I listened to him say this to his daughter and it brought tears to my eyes. I told him when he hung up, I said, if my father had been half the man that you are, I would have turned out so much different. He smiled and I saw what it meant to him and of course he said the right things by telling me how I turned out just fine. This man who will be 36 in December, who had his daughter and son so young and went through hell with their mother during the relationship and then through more hell to get custody of them and then for years went through hell with her, their mother. For example, once when she had his then 7 year old son with her, she told him, Elijah, that Tano had stolen Elijah from her and taken him away without telling her where he was. The next day when he came hom he had a TOTAL emotional breakdown sobbing and screaming "Why did you steal me from my mommy?!" I mean this woman is SICK she puts these kids through hell constantly just so that she won't have to tell them that she didn't want them. Anyway, I watched him speak so calmly and so sweetly to his daughter. The way he said I am on your side don't get upset, we'll figure this out.....

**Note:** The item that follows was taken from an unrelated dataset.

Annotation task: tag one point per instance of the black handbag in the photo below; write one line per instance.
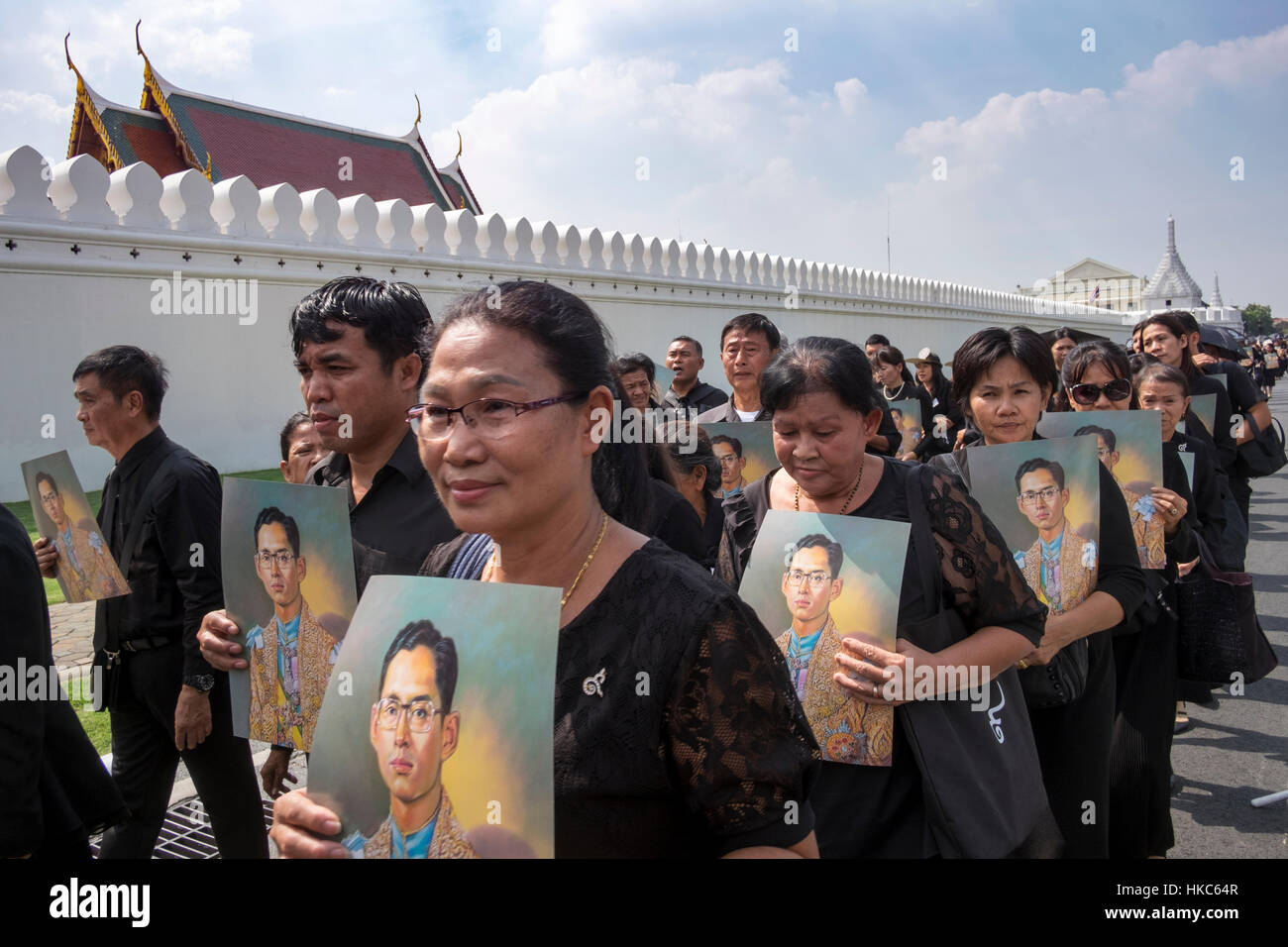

He is such a good man. I wish everyone one of you could know all the man that he is because what I sit and write is just emotions that are fleeting, yeah he's human he gets upset and he gets mad just like everyone else but he is amazing and I could never explain in detail how good he is. Its hard, I don't want any of you to assume he's a horrible person because he is the furthest from it. Hes scared and yeah he may be a little more cruel than he should be, but arent we all at some point?
Thank you guys for reading and for commenting. It means more to me than you know.